La fatídica reunión del Sanedrín.

A las ocho de la noche de este martes se convocó la fatídica reunión del sanedrín. En muchas ocasiones previas este supremo tribunal de la nación judía había decretado en forma casual la muerte de Jesús. Muchas veces este augusto cuerpo gobernante determinó poner punto final a su obra, pero nunca antes habían resuelto arrestarlo y ocasionar su muerte a toda costa. Fue justo antes de la medianoche de este martes 4 de abril del 30 d. de J.C. cuando el sanedrín, así como estaba compuesto en ese momento, votó oficial y unánimemente imponer la sentencia de muerte a Jesús y a Lázaro. Ésta fue la respuesta al último llamado del Maestro a los potentados de los judíos, llamado hecho sólo unas pocas horas antes en el templo; representó su reacción de amargo resentimiento ante la última y vigorosa acusación de Jesús contra estos mismos altos sacerdotes y saduceos y fariseos impenitentes. La resolución de condenar a muerte (aun antes de su juicio) al Hijo de Dios fue la respuesta del sanedrín a la última oferta de misericordia celestial que fuera extendida jamás a la nación judía como tal.
      
Desde este momento en adelante los judíos se encontraron solos para completar el breve y corto período que les quedaba de vida nacional, como cualquier otro grupo puramente humano entre las naciones de Urantia.

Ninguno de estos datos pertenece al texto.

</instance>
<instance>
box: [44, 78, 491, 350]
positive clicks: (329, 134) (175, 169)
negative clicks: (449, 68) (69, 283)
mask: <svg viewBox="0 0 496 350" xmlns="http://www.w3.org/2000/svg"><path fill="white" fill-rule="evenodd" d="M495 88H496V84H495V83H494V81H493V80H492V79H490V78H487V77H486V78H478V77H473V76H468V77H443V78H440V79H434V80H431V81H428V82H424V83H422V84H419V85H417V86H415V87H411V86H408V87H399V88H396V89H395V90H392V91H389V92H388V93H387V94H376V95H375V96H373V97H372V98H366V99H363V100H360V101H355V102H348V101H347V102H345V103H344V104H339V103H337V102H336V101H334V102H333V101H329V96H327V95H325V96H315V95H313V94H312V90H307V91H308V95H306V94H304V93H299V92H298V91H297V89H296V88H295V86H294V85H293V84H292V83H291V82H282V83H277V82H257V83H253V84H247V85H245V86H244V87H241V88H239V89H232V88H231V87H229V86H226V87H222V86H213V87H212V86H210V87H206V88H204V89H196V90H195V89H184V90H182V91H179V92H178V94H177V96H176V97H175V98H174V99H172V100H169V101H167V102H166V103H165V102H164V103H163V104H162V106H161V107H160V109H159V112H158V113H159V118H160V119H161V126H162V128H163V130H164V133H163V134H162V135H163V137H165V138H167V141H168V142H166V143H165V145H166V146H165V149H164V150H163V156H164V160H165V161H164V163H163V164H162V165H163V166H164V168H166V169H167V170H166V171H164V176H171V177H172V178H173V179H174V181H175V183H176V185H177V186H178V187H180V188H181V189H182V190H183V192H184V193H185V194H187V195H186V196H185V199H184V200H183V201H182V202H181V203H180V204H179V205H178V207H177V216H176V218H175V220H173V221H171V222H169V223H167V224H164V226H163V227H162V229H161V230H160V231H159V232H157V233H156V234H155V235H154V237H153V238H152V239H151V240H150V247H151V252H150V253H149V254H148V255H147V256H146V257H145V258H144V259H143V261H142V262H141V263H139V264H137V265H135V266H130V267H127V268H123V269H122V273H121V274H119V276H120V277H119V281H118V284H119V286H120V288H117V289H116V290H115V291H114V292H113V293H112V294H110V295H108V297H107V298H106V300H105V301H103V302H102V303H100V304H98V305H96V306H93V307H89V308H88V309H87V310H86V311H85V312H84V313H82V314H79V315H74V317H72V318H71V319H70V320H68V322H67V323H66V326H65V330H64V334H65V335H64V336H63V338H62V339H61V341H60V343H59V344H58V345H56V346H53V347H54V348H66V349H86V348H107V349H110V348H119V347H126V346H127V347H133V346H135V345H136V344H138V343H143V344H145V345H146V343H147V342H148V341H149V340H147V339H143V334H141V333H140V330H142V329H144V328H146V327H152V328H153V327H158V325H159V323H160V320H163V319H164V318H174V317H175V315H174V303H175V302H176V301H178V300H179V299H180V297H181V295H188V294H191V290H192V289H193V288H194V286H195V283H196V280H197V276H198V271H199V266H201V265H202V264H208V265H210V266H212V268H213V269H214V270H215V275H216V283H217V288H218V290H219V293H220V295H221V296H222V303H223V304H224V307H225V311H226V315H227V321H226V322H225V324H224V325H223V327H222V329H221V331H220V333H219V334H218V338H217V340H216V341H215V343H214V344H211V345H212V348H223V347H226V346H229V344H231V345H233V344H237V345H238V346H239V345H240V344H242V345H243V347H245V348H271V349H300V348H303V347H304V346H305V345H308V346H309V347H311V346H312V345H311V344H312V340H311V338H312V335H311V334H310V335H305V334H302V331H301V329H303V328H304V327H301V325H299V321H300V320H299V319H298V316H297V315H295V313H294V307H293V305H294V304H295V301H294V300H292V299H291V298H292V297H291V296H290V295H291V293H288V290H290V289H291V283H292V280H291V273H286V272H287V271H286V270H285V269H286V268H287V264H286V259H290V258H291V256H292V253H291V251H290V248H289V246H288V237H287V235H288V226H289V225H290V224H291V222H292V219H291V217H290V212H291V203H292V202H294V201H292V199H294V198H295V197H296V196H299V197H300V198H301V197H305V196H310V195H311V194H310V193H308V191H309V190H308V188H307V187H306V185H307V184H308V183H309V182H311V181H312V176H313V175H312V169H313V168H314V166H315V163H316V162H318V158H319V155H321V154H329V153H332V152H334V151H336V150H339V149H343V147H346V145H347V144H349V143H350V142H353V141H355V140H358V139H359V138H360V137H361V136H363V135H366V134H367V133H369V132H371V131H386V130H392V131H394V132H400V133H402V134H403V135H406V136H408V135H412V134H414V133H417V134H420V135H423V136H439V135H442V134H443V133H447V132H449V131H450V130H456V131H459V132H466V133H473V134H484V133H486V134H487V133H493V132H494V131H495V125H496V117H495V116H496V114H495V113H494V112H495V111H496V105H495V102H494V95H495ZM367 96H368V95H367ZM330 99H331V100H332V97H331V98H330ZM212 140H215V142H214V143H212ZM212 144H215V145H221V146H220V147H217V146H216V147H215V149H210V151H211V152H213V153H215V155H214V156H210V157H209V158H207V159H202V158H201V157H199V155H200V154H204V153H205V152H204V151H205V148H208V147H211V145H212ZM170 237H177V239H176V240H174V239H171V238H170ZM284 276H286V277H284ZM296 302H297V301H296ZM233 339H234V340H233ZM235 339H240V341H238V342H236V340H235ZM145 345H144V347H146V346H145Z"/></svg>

Israel había repudiado al Hijo de aquel Dios, que hiciera un pacto con Abraham; y el plan de que los hijos de Abraham fueran los portadores de la luz de la verdad en el mundo, se hizo añicos. Se había abrogado el pacto divino, y se aproximó a pasos agigantados el fin de la nación hebrea.
     
Los funcionarios del sanedrín recibieron la orden de arrestar a Jesús temprano a la mañana siguiente, pero con instrucciones de que no debía ser arrestado en público. Se les dijo que planearan arrestarlo en secreto, preferiblemente en forma repentina y de noche. Comprendiendo que tal vez no volvería ese día (miércoles) para enseñar en el templo, ellos instruyeron a estos oficiales del sanedrín que «lo traigan ante el alto tribunal judío en algún momento antes de la medianoche del jueves.»